Unrec: Bent by Sean Michael

May 29, 2010 16:34

As a general rule, I don't buy erotica written by men. This becomes somewhat trickier in the m/m erotica space where many women write under masculine pseudonyms. I assumed Sean Michael was one such pseudonym, and only discovered well after I read Bent that this was not the case.

There are three problems with this book, all of which are things most female erotica writers (especially those from fandom) writing for a female audience would probably avoid: icky consent issues, lack of emotional follow-through, and a long string of sex scenes to no purpose.
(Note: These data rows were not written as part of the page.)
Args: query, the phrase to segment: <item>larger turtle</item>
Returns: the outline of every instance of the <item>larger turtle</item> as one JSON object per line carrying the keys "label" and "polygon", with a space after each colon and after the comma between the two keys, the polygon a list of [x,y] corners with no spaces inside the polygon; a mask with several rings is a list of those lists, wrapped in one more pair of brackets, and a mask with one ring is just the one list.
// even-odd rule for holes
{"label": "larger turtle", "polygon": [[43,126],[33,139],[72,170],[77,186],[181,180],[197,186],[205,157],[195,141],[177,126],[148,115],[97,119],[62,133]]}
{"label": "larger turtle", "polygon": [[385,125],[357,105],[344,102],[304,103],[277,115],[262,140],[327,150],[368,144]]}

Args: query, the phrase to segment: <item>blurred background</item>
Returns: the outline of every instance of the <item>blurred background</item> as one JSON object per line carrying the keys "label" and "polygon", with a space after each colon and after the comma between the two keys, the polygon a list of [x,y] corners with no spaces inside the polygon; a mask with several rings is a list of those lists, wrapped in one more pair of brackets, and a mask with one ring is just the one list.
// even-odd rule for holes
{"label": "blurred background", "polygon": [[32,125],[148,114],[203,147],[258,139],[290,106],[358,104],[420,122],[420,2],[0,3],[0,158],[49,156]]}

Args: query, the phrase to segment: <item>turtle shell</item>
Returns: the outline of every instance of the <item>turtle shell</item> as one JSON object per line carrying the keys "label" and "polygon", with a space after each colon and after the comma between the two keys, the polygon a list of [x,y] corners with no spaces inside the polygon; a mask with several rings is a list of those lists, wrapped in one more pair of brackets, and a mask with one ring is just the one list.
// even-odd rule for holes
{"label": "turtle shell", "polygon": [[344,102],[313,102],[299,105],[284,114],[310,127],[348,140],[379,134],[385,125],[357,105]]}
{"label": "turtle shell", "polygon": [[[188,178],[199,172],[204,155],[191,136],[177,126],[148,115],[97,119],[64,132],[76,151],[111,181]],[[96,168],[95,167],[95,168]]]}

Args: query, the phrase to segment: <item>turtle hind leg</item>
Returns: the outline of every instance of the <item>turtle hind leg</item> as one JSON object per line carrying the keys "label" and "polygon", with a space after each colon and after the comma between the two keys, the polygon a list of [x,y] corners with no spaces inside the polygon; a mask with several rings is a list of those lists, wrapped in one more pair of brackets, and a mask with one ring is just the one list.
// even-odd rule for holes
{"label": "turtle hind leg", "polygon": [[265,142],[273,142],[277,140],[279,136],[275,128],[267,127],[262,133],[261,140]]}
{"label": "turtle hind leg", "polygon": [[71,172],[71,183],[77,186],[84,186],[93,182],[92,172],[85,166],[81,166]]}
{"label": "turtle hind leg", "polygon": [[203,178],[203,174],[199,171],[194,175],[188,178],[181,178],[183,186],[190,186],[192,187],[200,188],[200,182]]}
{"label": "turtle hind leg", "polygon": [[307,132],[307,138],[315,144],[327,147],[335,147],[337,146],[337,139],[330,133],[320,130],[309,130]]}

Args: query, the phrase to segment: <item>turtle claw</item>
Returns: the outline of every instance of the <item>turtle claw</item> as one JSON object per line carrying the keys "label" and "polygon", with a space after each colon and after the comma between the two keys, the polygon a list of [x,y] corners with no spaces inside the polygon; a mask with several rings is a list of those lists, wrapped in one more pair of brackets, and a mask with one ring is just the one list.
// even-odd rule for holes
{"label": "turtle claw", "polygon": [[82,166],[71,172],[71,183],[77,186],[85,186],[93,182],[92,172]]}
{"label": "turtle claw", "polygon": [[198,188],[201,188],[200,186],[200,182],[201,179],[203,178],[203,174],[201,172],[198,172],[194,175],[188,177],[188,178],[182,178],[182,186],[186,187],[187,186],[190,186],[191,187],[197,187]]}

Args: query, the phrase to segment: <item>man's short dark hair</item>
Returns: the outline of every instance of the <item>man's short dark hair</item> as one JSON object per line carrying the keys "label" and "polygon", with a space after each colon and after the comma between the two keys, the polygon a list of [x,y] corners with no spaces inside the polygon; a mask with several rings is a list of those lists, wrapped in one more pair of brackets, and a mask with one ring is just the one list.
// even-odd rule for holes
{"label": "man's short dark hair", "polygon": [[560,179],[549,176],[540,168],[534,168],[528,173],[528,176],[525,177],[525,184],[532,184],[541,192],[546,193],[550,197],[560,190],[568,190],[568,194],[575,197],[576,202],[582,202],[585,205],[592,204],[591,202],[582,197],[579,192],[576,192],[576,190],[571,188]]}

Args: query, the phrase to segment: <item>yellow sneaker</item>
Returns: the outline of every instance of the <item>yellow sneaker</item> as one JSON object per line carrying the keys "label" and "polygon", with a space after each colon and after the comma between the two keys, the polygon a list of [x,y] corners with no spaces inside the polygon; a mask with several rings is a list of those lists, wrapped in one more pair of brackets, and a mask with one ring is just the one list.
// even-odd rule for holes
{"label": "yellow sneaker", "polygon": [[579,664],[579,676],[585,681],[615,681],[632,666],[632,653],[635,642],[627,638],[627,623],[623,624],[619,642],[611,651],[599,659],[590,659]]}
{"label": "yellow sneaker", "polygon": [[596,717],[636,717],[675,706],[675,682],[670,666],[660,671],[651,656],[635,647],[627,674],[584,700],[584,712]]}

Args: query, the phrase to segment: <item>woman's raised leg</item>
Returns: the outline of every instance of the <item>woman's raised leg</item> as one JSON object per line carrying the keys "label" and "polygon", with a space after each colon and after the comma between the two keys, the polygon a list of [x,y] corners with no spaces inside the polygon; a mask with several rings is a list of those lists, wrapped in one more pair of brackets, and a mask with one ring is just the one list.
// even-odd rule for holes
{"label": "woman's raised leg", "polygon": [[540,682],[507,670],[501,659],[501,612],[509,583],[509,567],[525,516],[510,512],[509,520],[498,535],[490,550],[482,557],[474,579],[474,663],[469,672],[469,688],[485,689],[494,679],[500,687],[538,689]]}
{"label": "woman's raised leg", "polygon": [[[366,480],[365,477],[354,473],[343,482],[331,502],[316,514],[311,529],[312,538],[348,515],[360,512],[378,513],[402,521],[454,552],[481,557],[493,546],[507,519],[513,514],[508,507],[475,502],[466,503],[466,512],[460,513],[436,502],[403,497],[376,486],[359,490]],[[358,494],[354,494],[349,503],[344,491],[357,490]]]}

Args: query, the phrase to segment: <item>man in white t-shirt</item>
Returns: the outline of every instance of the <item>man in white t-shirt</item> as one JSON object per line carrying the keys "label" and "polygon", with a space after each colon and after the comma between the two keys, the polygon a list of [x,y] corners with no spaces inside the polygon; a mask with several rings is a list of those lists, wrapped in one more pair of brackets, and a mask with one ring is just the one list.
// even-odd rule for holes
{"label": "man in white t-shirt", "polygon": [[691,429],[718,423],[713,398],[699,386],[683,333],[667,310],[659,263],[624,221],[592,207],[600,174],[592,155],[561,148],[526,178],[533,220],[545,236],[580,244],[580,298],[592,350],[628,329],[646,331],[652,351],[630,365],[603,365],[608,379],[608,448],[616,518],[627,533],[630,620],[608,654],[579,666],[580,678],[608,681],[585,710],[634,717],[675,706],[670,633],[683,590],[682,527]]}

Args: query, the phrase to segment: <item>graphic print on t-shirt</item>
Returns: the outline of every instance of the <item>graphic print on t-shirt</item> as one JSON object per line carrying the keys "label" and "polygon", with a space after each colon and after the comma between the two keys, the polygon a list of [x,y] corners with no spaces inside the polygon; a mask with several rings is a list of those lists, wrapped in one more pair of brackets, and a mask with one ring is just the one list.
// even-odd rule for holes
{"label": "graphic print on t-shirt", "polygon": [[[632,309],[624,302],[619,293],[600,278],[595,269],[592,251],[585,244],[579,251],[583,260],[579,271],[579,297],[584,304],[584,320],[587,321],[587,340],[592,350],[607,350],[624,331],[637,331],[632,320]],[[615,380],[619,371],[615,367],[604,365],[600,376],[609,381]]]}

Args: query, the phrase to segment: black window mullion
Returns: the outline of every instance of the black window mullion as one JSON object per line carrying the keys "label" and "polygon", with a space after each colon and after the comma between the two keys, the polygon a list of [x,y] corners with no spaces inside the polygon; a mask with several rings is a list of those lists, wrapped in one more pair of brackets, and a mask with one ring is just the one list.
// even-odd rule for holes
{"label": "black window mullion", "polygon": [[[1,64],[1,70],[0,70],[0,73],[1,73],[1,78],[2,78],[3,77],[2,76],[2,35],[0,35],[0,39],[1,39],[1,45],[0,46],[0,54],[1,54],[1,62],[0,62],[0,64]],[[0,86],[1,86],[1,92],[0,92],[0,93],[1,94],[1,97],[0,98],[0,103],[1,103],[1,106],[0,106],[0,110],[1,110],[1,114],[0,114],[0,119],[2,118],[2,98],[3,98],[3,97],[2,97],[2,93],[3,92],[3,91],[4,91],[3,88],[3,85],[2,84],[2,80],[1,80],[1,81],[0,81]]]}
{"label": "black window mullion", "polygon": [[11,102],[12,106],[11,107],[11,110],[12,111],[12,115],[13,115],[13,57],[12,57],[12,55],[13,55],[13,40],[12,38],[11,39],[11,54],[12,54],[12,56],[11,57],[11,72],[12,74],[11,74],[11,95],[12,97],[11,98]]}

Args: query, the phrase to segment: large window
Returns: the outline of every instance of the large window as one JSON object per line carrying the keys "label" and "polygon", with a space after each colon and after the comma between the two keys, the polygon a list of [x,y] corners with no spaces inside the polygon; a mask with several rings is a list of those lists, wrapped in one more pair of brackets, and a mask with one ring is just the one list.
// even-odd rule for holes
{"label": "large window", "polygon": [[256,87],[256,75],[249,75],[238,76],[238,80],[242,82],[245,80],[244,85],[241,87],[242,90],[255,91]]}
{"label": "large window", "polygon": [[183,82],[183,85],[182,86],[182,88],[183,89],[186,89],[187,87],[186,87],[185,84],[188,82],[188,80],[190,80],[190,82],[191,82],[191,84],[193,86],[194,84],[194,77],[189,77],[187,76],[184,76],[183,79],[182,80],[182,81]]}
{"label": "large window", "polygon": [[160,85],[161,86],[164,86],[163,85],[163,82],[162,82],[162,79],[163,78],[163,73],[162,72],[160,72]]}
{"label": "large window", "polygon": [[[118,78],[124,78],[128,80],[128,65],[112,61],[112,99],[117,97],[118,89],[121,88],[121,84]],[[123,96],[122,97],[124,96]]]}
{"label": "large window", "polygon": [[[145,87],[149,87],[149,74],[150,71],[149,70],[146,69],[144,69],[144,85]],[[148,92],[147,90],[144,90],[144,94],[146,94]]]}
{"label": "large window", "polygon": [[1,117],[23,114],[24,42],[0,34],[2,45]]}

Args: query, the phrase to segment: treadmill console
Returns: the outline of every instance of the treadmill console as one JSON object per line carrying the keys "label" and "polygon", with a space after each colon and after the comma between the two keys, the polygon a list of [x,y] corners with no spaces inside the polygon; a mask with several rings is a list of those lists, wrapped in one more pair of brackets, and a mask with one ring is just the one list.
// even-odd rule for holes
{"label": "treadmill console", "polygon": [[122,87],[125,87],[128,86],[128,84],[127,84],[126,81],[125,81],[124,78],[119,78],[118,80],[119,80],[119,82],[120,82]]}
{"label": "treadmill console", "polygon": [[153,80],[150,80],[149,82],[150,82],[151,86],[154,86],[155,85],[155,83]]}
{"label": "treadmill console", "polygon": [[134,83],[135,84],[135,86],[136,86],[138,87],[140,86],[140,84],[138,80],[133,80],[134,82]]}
Let's start with the consent issues, since they're what I found most problematic about the book. The plot of the novel is that Marcus, dom, finds Jim, unjustly accused and now unemployed professor who doesn't take care of himself, in a bookstore and decides Jim needs someone to run his life for him. The consent issues start right at the beginning of the book where Marcus takes Jim home and spanks him with no discussions of expectations or consent at all. There are ways to do this that work really well - think of fandom's beloved dub con - but this isn't it. Part of what would make it work well is if Marcus were really in tune with what Jim wants/needs and his limits, which he is not. Later in the book, he takes Jim to get a piercing (his nipple), and afterwards Jim says he really didn't want to. Marcus asks him why he didn't safeword, and Jim says that it didn't occur to him to do so. Clearly there are consent and communication issues here. This could be a good place for some kind of actual discussion about it, but what there is is cursory at best. And Marcus still isn't tuned in to Jim. Later, when Jim does safeword, Marcus is totally shocked. That time, Jim walks out. You would think that this would be an excellent place for them to talk, work out their expectations and consent issues. Sadly, that's not what happens. Instead the characters and the author handwave their way past the consent issues to get back to the sex. Let me say that again: they handwave the consent issues. Not cool, and while there is one really hot scene involving piercings and a chain between them, I can't reread it without feeling vaguely slimy because of the consent issues.

If you do manage to find yourself getting through the consent issues, you will also notice a distinct lack of emotional follow-through. The biggest example of this is that Marcus tells Jim when he takes him for his first tattoo that tattoos and piercings are there to mark emotionally significant moments. And then suddenly Jim has a lot of tattoos. I don't want to just know they're there; I want to know what happened that led up to each one of them.

The third issue is closely related to the second and it's this: the book never ends. It just keeps going and going and going with sex scene after sex scene after sex scene. This would be fine if they were, say, going somewhere, but they're not. They're just there, without any kind of plot, character development, or relationship arc to give them a purpose.